Singh: Je ne vais pas vous embêter plus longtemps. Heureux de t'avoir revu, Mendoza. Si tu t'ennuies, passe me voir.
Lançant une œillade à la bretteuse, il acheva:
Singh: Bonne soirée, ma chère.
Restés seuls, Isabella ne dit toujours rien. Sans pouvoir s'en empêcher, le marin lança:
:Mendoza: : Gaspard et toi, vous êtes juste amis, hein?
Laguerra leva les yeux vers lui:
:Laguerra: : Il ne fait que veiller sur moi, comme tu le lui as demandé. Pourquoi est-ce que je devrais me sentir gênée que tu nous aies vu danser ensemble? Pourquoi est-ce que je devrais culpabiliser?

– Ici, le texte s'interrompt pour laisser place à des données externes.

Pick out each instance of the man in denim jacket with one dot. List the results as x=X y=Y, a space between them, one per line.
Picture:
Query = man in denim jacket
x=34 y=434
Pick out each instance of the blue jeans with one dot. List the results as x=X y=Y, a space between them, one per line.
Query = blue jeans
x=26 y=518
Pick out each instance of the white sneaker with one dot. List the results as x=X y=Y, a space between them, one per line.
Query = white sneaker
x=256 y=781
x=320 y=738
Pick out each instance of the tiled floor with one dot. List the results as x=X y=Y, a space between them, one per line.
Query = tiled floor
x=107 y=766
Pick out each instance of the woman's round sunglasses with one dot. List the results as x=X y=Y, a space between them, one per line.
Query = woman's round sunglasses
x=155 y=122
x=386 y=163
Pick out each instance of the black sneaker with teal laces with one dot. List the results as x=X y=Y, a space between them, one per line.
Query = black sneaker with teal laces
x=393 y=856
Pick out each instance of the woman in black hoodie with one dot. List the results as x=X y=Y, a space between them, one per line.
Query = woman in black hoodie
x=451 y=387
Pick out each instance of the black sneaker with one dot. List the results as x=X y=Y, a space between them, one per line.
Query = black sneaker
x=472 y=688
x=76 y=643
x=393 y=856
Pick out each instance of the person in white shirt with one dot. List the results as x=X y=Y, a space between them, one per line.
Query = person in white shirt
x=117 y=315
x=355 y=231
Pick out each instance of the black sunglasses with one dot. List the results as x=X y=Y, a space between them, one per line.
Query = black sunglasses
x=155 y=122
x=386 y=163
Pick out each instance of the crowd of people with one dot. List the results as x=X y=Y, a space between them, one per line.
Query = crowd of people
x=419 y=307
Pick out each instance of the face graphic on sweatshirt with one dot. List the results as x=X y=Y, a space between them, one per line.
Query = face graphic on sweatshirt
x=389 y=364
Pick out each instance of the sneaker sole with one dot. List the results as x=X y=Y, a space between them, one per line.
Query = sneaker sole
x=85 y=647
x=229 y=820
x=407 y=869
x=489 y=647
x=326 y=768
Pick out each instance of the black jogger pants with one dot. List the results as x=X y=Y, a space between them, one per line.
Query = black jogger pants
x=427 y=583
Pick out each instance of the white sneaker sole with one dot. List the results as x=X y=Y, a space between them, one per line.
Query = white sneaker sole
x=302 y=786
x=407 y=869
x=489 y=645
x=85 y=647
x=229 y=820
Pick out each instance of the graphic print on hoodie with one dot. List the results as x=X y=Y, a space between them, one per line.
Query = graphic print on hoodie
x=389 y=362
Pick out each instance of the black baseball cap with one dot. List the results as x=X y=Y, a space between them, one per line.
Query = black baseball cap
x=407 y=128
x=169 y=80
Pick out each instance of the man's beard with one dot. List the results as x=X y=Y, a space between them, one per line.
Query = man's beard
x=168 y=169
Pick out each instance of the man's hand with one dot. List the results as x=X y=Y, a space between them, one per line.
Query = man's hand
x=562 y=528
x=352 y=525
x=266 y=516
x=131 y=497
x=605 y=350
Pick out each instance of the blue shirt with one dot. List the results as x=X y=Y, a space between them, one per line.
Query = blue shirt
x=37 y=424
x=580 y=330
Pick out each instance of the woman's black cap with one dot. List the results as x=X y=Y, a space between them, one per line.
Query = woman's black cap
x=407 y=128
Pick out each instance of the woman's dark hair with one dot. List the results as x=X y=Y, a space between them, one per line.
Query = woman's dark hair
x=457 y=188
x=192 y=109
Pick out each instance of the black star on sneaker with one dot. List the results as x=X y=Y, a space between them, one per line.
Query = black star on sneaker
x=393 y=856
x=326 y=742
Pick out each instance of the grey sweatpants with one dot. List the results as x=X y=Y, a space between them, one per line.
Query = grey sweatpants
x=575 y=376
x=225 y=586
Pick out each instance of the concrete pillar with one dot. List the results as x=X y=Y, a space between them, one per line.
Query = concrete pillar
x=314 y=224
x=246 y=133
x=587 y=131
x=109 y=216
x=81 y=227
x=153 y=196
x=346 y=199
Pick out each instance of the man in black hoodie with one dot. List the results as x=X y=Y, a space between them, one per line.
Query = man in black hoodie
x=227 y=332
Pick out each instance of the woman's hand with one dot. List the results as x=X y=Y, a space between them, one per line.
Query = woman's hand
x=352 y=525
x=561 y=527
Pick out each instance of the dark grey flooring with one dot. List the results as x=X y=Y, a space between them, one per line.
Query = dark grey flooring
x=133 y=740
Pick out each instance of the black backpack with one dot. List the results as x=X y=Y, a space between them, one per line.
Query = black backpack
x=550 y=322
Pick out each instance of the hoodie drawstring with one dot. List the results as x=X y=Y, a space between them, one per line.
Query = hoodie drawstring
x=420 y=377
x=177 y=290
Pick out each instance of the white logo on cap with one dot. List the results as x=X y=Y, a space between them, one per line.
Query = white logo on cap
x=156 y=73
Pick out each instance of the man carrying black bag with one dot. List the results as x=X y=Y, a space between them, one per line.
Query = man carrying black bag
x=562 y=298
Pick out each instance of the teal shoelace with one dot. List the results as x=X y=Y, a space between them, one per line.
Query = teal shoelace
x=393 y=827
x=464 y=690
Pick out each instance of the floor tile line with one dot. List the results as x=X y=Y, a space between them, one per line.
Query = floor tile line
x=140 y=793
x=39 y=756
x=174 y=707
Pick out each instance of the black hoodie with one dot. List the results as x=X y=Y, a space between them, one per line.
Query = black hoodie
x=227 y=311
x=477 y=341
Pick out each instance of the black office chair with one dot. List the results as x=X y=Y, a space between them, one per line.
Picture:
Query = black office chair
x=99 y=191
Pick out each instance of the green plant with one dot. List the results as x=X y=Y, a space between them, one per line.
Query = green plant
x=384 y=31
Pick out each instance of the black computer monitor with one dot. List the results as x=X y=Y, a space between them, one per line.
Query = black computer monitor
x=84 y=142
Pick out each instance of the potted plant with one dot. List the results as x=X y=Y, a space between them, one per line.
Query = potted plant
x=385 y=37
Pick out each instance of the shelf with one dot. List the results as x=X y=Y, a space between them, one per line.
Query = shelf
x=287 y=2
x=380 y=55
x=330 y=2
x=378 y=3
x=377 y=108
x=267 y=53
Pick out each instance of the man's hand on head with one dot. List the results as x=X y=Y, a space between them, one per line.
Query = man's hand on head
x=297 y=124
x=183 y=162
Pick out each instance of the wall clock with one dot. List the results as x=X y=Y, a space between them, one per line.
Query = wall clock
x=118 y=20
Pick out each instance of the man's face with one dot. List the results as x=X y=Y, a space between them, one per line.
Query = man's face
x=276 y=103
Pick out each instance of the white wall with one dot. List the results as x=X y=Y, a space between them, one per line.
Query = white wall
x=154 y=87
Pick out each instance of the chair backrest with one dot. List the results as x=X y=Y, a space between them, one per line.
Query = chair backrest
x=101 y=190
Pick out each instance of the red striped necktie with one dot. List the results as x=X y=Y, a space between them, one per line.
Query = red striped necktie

:Mendoza: : Euh... je ne sais pas. À toi de me le dire...
:Laguerra: : C'est juste que... je ne sais pas... Enfin, laisse tomber.
Mendoza n'avait pas l'intention de poursuivre cette conversation glissante. Sans compter qu'il n'avait aucune envie de démarrer ce jour de retrouvailles par une dispute.
Pour changer de sujet, la jeune femme demanda:
:Laguerra: : Tu veux boire quelque chose?
:Mendoza: : Avec plaisir!
Ils gagnèrent le long comptoir. Isabella commanda d'autorité deux verres de vin rouge. Non pas celui destiné au commun des convives, mais l'autre, la cuvée préférée du Radjah.
Le serveur s'exécuta sans se faire prier. Tandis qu'il allait chercher la bouteille convoitée, le capitaine partagea avec l'aventurière quelques brochettes de crevettes massala.
Une fois leurs verres remplis, ils finirent leur plat puis traversèrent la largeur de la terrasse pour s'accouder au parapet, à l'écart des autres, leurs regards posés sur le manteau miroitant du petit lac veillé par la lune.
Aloysius les suivit du regard. Il avait bien compris que Laguerra et cet homme étaient amants, même s'ils gardaient une certaine distance entre eux. Il lui semblait également que le gros barbu avait un petit faible pour la bretteuse, mais celle-ci n'avait d'yeux que pour le beau brun.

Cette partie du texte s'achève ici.